Le 20 février 1997, l'USL a adopté une décision excluant de la procédure d'appel d'offres toutes les sociétés qui ne remplissaient pas la condition économique énoncée par la clause litigieuse, dont Santex (ci-après la "décision d'exclusion"). Le marché a été attribué à Mölnlycke par décision du 8 avril 1997 (ci-après la "décision d'attribution").
17.
Considérant que, si elle avait été admise à concourir, elle aurait obtenu le marché, Santex a introduit devant le Tribunale amministrativo regionale per la Lombardia un recours tendant à obtenir l'annulation, notamment, de la décision d'exclusion ainsi que de la décision d'attribution et de l'avis d'appel d'offres pour violation dela loi et excès de pouvoir. Par ailleurs, elle a sollicité, à titre de mesures provisoires, le sursis à exécution des actes ainsi attaqués.
18.
L'USL ainsi que Mölnlycke, qui est intervenue au litige au principal, ont excipé du caractère tardif du recours en annulation dirigé contre l'avis d'appel d'offres. Or, seul cet avis aurait causé un préjudice direct à Santex en l'empêchant de participer à la procédure d'appel d'offres.
19.
Par ordonnance en référé du 29 mai 1997, le Tribunale amministrativo regionale per la Lombardia a prononcé le sursis à exécution des actes attaqués.
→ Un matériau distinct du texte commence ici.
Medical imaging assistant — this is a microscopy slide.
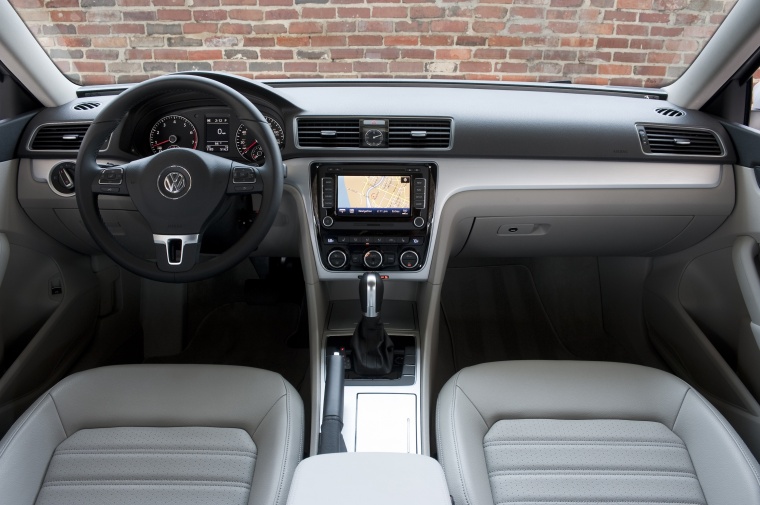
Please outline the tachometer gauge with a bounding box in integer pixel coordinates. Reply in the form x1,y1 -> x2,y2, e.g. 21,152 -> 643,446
149,115 -> 198,154
235,116 -> 285,165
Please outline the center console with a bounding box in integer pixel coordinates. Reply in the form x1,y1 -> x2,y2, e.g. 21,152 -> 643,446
311,162 -> 437,272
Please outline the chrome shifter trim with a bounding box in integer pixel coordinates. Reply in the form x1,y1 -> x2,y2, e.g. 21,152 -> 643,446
364,272 -> 380,317
153,233 -> 200,265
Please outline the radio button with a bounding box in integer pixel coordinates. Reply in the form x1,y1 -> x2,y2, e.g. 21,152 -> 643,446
399,249 -> 420,270
327,249 -> 348,269
364,249 -> 383,269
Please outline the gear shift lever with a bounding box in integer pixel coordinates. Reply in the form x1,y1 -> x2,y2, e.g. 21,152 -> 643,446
351,272 -> 393,376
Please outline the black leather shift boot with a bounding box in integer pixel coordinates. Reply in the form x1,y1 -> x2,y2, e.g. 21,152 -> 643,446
351,316 -> 393,376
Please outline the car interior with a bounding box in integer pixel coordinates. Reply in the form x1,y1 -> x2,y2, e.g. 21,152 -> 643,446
0,0 -> 760,505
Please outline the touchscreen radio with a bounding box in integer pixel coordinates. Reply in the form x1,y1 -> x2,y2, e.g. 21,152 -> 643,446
312,162 -> 436,271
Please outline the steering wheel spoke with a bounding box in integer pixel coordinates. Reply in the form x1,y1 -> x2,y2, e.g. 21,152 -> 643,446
153,233 -> 201,272
92,164 -> 129,196
227,163 -> 264,195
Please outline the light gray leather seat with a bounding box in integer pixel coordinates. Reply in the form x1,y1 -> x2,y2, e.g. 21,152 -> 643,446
0,365 -> 304,505
436,361 -> 760,505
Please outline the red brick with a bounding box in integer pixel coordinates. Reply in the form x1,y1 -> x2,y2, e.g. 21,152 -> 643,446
275,37 -> 309,47
488,37 -> 523,47
372,6 -> 409,19
264,9 -> 299,21
243,37 -> 275,47
288,21 -> 323,33
311,35 -> 346,47
472,48 -> 507,60
259,49 -> 293,61
401,49 -> 435,60
156,9 -> 193,21
435,49 -> 472,60
227,8 -> 264,21
430,19 -> 467,33
193,10 -> 227,22
472,21 -> 507,33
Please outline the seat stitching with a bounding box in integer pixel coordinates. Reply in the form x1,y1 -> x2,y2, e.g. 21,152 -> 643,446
696,395 -> 760,486
42,480 -> 251,489
483,440 -> 686,450
274,377 -> 290,504
55,449 -> 256,458
488,468 -> 697,479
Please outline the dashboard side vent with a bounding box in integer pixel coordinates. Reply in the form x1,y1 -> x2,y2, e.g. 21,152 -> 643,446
654,108 -> 685,117
636,125 -> 724,156
388,118 -> 451,149
298,118 -> 361,147
31,123 -> 90,151
74,102 -> 100,110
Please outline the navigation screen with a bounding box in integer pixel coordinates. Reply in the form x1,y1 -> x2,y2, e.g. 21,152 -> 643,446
338,175 -> 411,217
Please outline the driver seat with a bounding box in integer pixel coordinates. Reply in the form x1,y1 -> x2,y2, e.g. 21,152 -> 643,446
0,365 -> 304,505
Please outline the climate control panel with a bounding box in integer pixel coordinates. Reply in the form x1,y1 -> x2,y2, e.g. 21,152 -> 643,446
312,162 -> 436,272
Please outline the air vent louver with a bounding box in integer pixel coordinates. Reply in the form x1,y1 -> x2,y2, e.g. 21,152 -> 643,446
32,123 -> 90,151
74,102 -> 100,110
388,119 -> 451,149
654,108 -> 684,117
638,125 -> 723,156
298,118 -> 361,147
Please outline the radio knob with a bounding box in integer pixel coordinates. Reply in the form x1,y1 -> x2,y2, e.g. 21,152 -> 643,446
399,249 -> 420,270
364,249 -> 383,269
327,249 -> 348,269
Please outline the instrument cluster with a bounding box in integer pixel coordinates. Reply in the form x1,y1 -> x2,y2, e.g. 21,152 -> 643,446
137,107 -> 285,165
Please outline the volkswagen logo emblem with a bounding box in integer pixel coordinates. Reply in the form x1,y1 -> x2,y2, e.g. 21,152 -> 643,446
158,165 -> 190,200
164,172 -> 185,195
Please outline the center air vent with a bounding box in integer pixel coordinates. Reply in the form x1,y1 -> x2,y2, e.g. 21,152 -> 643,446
636,125 -> 723,156
654,108 -> 684,117
31,123 -> 90,151
298,118 -> 361,147
74,102 -> 100,110
388,119 -> 451,149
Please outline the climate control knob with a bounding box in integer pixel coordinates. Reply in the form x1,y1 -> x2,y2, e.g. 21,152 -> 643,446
327,249 -> 348,269
399,249 -> 420,270
364,249 -> 383,269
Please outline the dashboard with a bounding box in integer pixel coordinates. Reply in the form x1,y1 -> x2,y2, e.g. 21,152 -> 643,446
11,73 -> 736,280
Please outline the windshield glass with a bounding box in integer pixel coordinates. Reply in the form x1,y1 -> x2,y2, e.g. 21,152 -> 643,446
10,0 -> 735,87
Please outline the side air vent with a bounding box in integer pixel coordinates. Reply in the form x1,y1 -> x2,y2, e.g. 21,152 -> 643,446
298,118 -> 361,147
636,125 -> 724,156
654,108 -> 684,117
388,119 -> 451,149
74,102 -> 100,110
31,123 -> 90,151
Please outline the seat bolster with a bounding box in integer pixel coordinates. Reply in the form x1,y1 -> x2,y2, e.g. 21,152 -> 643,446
248,379 -> 304,505
673,390 -> 760,505
0,394 -> 66,505
436,372 -> 493,505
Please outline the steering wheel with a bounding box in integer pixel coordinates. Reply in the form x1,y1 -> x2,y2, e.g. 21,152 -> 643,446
75,75 -> 284,282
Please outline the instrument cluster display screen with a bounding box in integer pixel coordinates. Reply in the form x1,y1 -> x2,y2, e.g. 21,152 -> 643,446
337,175 -> 411,217
206,116 -> 230,153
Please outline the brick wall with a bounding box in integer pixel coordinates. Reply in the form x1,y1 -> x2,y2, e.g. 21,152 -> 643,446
11,0 -> 734,86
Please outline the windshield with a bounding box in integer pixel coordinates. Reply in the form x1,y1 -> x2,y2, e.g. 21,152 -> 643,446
10,0 -> 735,87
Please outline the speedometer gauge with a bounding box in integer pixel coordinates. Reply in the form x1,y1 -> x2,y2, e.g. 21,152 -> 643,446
235,116 -> 285,165
149,115 -> 198,154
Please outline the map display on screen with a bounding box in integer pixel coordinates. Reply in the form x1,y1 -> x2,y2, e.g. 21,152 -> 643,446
338,175 -> 411,217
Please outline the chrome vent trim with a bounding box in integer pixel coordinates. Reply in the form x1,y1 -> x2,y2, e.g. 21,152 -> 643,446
654,107 -> 686,117
388,118 -> 451,149
74,102 -> 100,110
636,125 -> 725,156
297,118 -> 361,147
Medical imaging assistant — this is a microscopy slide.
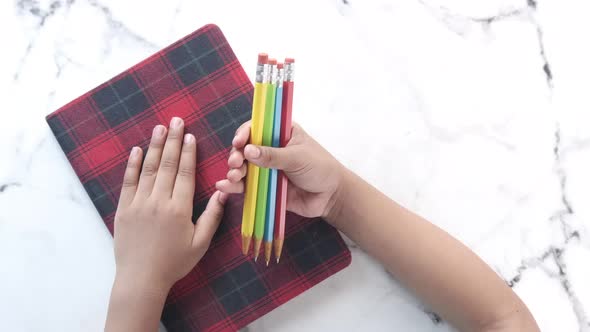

Il a considéré que, même si la demande d'annulation de l'avis d'appel d'offres devait être considérée comme tardive, l'application de la clause litigieuse devrait néanmoins être exclue en raison d'une violation des principes du droit communautaire de la concurrence.
20.
Par ordonnance du 29 août 1997, le Consiglio di Stato (Italie) a annulé cette ordonnance de la juridiction de renvoi.
21.
La procédure en référé étant close, l'USL a conclu le marché avec Mölnlycke.
22.
Le Tribunale amministrativo regionale per la Lombardia, auquel le Consiglio di Stato a renvoyé le dossier afin qu'il se prononce sur le fond, indique, dans son ordonnance de renvoi, qu'il estime que la clause litigieuse limite le droit d'accès à une procédure d'appel d'offres en violation des dispositions de l'article 22 de la directive 93/36 reprises textuellement à l'article 13 du décret-loi n° 358/1992.
23.
La juridiction de renvoi considère en particulier que cette clause est contraire aux principes de proportionnalité et de non-discrimination, dans la mesure où elle va au-delà de ce qui est nécessaire pour vérifier la solidité économique et financière des soumissionnaires. Elle octroierait ainsi un avantage injustifié aux entreprises qui occupent une position dominante sur le marché, au détriment de celles qui sont en mesure de prouver par d'autres moyens leur fiabilité.
24.
Cette juridiction indique cependant qu'elle est tenue de statuer à titre préalable sur l'exception d'irrecevabilité soulevée par l'USL et Mölnlycke. À cet égard, elle relève que, s'il était admis que c'est dès le stade de l'avis d'appel d'offres que la clause litigieuse a empêché Santex de participer à la procédure, il faudrait en conclure que cette clause aurait dû être attaquée dans un délai de 60 jours à compter de la date à laquelle Santex en a eu connaissance, conformément à l'article 36 du décret royal n° 1054/1924.